J. Ronald Eyton

1942 - 2022

Photo of J Ronald Eyton

It is with heavy hearts that we announce the passing of our faculty colleague, Ron Eyton, on March 14, 2022. His death, in a hospital in Vancouver, BC, following a sudden illness was unexpected.

Ron was raised in Atikokan near present Thunder Bay, Ontario. Ron’s father was a chemist at a local iron mine and helped Ron develop his life-long love of experimentation, photography, and cartography. Summer jobs in and around the mines convinced Ron to pursue a career in academic cartography. In a span of 10 years, Ron completed degrees from Rochester Institute of Technology (AAS photographic science), the University of North Dakota (PhB, MS physical geography and geology), and the University of Illinois (PhD physical geography and photogrammetry). Ron’s dissertation fitting first-degree trend surfaces to the flood plain and two terrace surfaces along a section of the Ohio River to determine if the terraces were of fluvial or lacustrine origin was published in the Geological Society of America Bulletin.

In the 10 years following his doctorate, Ron held a variety of academic appointments at the Assistant (University of Illinois, University of South Carolina) and Associate (Penn State University, University of Alberta) Professor level. He was promoted to Professor of Earth and Atmospheric Sciences at Alberta, however an institutional reorganization brought Ron to Texas State University in the Fall of 1995.

Ron was an important member of the Geography team which resulted in the Department of Geography being awarded the first doctoral program at Texas State University. Two sabbatical opportunities in his career resulted in visiting positions at the University of New South Wales and the University of Pittsburgh Semester at Sea program.

Ron Eyton with his self-built, stereographic multi-spectral camera system photographing flood damage on the Guadalupe River in 2002
Ron Eyton with his self-built, stereographic multi-spectral camera system photographing flood damage on the Guadalupe River in 2002.

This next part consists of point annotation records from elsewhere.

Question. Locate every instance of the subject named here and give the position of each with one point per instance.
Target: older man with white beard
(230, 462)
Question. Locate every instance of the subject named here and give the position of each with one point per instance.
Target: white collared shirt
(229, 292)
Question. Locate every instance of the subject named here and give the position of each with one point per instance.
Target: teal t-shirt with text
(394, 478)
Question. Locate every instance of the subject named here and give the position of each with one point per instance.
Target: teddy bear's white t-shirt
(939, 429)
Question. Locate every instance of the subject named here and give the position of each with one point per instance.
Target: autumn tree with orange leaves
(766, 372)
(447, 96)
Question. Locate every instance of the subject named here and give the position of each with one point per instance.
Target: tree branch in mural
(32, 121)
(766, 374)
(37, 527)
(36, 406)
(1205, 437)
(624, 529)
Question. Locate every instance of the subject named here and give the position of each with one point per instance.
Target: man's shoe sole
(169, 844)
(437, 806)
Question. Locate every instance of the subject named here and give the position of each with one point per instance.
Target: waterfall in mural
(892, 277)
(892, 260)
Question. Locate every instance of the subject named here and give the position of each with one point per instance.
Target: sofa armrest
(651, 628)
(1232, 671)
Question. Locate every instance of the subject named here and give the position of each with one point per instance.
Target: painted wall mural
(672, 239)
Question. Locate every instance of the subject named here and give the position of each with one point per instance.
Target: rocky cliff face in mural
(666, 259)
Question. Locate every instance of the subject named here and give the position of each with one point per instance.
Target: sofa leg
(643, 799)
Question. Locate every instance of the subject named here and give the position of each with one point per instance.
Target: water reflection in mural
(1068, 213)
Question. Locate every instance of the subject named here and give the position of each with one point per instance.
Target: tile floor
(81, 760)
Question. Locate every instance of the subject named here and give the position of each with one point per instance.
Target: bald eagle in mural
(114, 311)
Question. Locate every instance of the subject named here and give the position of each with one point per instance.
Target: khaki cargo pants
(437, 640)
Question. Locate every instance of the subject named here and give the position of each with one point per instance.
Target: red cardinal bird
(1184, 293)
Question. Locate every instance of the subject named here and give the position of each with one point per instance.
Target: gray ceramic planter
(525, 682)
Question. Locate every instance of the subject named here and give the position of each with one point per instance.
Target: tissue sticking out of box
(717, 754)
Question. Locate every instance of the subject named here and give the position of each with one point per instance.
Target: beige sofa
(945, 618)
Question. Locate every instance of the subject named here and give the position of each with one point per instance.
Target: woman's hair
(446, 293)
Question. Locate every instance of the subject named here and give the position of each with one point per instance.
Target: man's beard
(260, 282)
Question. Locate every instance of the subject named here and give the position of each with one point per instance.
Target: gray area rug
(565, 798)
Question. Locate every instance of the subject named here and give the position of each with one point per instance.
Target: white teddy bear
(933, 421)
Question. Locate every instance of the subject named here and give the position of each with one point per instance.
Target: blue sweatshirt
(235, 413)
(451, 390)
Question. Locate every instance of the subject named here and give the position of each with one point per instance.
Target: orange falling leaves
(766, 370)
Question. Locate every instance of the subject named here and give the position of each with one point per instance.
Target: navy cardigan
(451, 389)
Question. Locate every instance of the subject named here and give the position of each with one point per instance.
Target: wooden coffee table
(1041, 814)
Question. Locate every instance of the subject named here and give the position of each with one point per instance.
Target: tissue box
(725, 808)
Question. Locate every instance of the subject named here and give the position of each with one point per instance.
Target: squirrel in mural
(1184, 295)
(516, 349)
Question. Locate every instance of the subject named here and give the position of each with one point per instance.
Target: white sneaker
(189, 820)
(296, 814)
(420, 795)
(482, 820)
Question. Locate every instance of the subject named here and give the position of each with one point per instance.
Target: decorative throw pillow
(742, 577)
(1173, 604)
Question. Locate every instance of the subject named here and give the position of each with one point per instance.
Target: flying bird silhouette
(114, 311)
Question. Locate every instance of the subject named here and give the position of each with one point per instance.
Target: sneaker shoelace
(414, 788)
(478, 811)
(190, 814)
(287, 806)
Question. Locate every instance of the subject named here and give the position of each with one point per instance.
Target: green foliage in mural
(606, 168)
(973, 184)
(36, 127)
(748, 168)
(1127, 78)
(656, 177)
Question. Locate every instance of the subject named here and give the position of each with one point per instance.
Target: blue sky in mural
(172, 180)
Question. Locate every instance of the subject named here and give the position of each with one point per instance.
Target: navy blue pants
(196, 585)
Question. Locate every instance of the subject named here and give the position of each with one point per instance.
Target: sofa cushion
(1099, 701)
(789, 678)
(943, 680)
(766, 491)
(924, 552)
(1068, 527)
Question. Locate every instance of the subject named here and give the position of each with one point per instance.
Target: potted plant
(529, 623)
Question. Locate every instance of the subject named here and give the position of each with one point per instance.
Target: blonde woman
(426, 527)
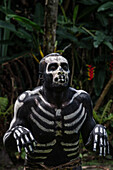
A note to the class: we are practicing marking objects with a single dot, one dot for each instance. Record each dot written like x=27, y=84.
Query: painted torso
x=56, y=130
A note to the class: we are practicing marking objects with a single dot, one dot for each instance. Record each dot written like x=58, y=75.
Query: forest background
x=82, y=31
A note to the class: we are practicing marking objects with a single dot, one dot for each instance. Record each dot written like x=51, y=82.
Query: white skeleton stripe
x=43, y=151
x=72, y=154
x=78, y=92
x=40, y=126
x=71, y=149
x=77, y=128
x=70, y=144
x=76, y=120
x=47, y=144
x=44, y=100
x=44, y=111
x=72, y=115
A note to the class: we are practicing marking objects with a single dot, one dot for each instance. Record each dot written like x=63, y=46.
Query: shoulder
x=25, y=97
x=80, y=95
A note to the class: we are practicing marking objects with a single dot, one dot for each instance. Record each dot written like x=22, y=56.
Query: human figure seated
x=48, y=121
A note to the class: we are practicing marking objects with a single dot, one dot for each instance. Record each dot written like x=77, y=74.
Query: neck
x=56, y=96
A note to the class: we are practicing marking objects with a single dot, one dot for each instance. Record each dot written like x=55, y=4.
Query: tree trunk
x=50, y=23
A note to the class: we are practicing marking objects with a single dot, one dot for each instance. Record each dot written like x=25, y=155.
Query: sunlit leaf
x=105, y=6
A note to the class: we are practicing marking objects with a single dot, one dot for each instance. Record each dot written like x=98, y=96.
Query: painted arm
x=94, y=135
x=18, y=135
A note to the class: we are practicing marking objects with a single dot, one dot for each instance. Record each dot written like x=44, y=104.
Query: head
x=54, y=69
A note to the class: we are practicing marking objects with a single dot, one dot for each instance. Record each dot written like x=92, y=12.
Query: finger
x=108, y=150
x=105, y=139
x=28, y=141
x=17, y=132
x=95, y=142
x=17, y=143
x=101, y=146
x=32, y=139
x=26, y=150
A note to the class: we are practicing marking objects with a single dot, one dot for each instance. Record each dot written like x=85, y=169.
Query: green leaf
x=102, y=19
x=98, y=38
x=105, y=6
x=6, y=10
x=26, y=21
x=89, y=2
x=7, y=25
x=108, y=44
x=75, y=13
x=99, y=79
x=21, y=33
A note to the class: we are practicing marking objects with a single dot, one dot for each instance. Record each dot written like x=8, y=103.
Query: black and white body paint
x=48, y=132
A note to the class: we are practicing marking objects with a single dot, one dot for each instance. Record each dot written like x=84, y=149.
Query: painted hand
x=24, y=139
x=100, y=140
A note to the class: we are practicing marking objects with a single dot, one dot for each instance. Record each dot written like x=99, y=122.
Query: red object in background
x=91, y=70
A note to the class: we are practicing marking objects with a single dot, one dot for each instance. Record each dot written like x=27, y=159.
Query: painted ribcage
x=57, y=123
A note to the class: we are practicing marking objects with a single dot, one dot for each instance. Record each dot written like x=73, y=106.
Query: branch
x=102, y=96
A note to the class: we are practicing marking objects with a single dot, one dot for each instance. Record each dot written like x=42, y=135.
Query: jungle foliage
x=84, y=36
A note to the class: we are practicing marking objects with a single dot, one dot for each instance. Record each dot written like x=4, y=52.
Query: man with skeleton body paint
x=48, y=120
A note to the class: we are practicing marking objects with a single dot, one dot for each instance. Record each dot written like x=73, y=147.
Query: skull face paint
x=58, y=67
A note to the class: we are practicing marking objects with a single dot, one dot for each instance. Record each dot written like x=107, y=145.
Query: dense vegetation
x=84, y=35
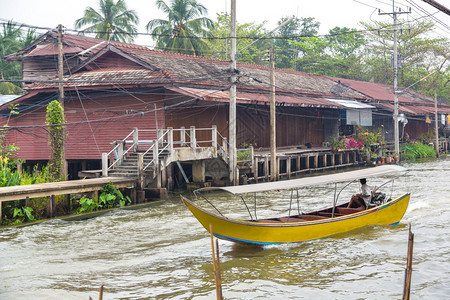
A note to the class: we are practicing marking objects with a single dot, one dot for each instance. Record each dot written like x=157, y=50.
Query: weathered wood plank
x=11, y=193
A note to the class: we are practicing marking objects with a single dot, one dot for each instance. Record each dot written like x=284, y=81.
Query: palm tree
x=113, y=22
x=10, y=41
x=184, y=29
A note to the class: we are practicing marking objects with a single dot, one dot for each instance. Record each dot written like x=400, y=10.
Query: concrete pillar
x=163, y=175
x=140, y=167
x=119, y=152
x=135, y=139
x=277, y=175
x=193, y=138
x=105, y=164
x=214, y=137
x=198, y=171
x=183, y=136
x=288, y=167
x=255, y=168
x=266, y=168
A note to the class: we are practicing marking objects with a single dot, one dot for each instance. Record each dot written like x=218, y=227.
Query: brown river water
x=164, y=253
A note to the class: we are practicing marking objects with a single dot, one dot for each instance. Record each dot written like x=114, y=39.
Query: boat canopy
x=383, y=170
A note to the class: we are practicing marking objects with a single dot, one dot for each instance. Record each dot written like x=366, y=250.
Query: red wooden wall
x=92, y=126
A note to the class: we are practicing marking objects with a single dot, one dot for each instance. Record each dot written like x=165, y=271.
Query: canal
x=163, y=253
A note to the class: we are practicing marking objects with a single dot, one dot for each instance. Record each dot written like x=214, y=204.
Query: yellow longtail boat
x=307, y=226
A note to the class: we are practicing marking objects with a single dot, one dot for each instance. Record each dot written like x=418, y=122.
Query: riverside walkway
x=52, y=189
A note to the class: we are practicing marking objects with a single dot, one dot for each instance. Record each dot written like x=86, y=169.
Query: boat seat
x=328, y=215
x=267, y=221
x=313, y=217
x=290, y=219
x=346, y=211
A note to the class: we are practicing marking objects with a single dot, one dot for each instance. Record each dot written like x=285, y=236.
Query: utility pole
x=396, y=92
x=436, y=130
x=61, y=92
x=232, y=161
x=273, y=131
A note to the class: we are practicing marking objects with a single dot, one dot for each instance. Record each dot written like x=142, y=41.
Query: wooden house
x=112, y=88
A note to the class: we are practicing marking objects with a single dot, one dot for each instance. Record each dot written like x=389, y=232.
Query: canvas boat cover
x=383, y=170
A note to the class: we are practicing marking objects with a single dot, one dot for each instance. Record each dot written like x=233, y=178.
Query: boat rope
x=212, y=205
x=251, y=217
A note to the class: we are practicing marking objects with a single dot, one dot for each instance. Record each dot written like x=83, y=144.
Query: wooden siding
x=294, y=126
x=200, y=116
x=416, y=128
x=92, y=127
x=43, y=67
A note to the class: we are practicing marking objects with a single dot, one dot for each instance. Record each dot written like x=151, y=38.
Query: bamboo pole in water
x=216, y=269
x=100, y=296
x=408, y=270
x=219, y=279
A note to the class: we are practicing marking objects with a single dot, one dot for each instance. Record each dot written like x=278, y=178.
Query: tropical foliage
x=418, y=150
x=55, y=122
x=110, y=197
x=246, y=34
x=184, y=29
x=12, y=39
x=113, y=22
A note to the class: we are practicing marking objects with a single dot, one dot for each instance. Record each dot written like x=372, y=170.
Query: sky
x=330, y=13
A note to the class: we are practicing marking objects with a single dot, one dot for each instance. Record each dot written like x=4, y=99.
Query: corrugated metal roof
x=351, y=104
x=254, y=98
x=52, y=49
x=107, y=76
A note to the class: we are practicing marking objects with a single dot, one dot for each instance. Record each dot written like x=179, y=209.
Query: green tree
x=294, y=31
x=246, y=34
x=55, y=122
x=12, y=40
x=420, y=56
x=113, y=22
x=184, y=29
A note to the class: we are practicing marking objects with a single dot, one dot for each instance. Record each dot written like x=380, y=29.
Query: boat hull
x=252, y=232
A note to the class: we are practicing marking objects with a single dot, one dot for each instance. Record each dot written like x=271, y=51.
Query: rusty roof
x=113, y=76
x=254, y=98
x=204, y=74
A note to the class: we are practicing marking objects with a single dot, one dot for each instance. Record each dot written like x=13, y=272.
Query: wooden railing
x=163, y=146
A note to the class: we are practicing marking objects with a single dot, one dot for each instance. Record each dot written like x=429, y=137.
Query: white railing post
x=135, y=139
x=155, y=155
x=159, y=133
x=183, y=136
x=105, y=164
x=193, y=138
x=214, y=136
x=225, y=146
x=170, y=139
x=120, y=152
x=140, y=166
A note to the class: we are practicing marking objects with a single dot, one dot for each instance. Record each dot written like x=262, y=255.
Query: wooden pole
x=436, y=131
x=215, y=267
x=273, y=137
x=219, y=277
x=232, y=162
x=100, y=296
x=408, y=270
x=61, y=93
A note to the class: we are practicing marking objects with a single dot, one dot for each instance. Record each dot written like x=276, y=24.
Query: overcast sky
x=330, y=13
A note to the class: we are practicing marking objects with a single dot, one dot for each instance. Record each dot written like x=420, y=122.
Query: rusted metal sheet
x=91, y=127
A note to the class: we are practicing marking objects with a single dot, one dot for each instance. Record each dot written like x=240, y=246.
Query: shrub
x=418, y=150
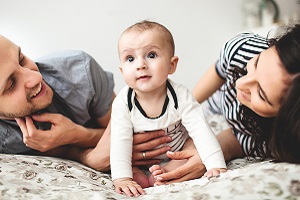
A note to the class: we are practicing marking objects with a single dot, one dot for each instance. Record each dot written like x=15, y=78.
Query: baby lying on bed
x=151, y=101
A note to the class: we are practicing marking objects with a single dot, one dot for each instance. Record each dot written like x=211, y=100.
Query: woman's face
x=263, y=87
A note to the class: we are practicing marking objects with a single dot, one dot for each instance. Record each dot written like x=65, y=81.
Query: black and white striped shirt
x=236, y=53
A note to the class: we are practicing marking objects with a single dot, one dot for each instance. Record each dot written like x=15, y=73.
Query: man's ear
x=173, y=64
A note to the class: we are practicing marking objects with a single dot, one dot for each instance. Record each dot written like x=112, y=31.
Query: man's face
x=22, y=89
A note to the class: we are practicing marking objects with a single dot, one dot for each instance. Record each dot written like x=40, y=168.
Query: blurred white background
x=199, y=28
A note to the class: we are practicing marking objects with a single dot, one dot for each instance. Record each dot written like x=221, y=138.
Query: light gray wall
x=199, y=28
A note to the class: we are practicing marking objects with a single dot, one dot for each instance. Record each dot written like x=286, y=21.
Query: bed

At the time of his retirement in 2006, Ron had supervised 10 doctoral and almost 30 master’s students along with serving as a member of numerous doctoral and master’s research advisory committees. Ron was best known to his students for his classes in cartography visualization and remote sensing. Ron wrote most of the analysis software used in these classes and freely shared his code with students. His photography hobby was used in the classroom as his students were encouraged to fly with him for garnering aerial photography, and use his digital multiband camera systems to acquire and process their own data. His most popular class was “Digital Remote Sensing and Terrain Modeling” which he offered at both the undergraduate and graduate level.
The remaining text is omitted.